Bahkan keluarga menolak pengikut Mbah Suranto mrngunjungi atau nyekar ke makam Abdul Hasan atau Makam Logender, yang masih satu keturunan dengan Suranto.
Maksum, kakak sepupu Suranto, mengatakan pelarangan jemaah PPA ke makam yang dituakan di wilayah tersebut bukan tanpa alasan. Keluarga menilai, aliran yang dibawa Suranto telah menyimpang dari ajaran Islam.
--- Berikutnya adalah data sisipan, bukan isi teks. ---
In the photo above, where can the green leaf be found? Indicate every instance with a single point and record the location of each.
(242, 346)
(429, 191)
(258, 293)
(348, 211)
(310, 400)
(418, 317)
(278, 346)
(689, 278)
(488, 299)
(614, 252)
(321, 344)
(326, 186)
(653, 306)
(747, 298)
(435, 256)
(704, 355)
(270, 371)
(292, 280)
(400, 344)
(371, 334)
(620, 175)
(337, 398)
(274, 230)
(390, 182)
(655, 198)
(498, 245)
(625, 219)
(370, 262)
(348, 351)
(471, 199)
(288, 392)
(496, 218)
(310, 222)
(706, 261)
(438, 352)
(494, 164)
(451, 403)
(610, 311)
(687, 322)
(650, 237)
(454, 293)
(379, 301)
Dalam ajaran Islam yang sesungguhnya, lanjut Maksum, laki-laki maupun perempuan haram hukumnya berpegangan apalagi memangku dan berhubungan layaknya suami istri.
Atas hal tersebut, Makam Logender yang berada di Desa Lohgender, Kecamatan Pulokulon, Kabupaten Grobogan, Jawa Tengah, kini tertutup bagi Suranto bersama pengikutnya. Sehingga mereka tidak bisa berdoa dan melakukan ziarah ke makam tersebut.
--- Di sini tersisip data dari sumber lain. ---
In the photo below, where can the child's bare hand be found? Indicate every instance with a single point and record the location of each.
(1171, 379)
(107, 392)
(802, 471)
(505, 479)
Sebelumnya, Suranto menganggap dirinya sebagai wali karena mendapat wahyu dari Allah. Dalam ajarannya, Suranto mengizinkan pengikutnya untuk tidak salat.
Selain itu seluruh istri jemaah diwajibkan bersetubuh dengan Mbah Ranto. Yang lebih aneh lagi, dalam berzikir atau berdoa, semua anggota PPA juga diwajibkan memberikan doa atau hadroh kepada sebangsa api seperti jin setan dan iblis.
Mereka juga menyakini setiap malam lailatul qodar, semua pintu dan jendela harus dibuka karena banyak malaikat akan masuk ke rumah. Atas syarat yang dibilang enak tersebut, pengikut Suranto mencapai 300 orang.
Hingga saat ini Mbah Ranto belum diketahui keberadaannya, namun berdasarkan informasi dia berada di Bandung, Jawa Barat. Aliran ini juga sudah dinyatakan sesat oleh Majelis Ulama Indonesia setempat.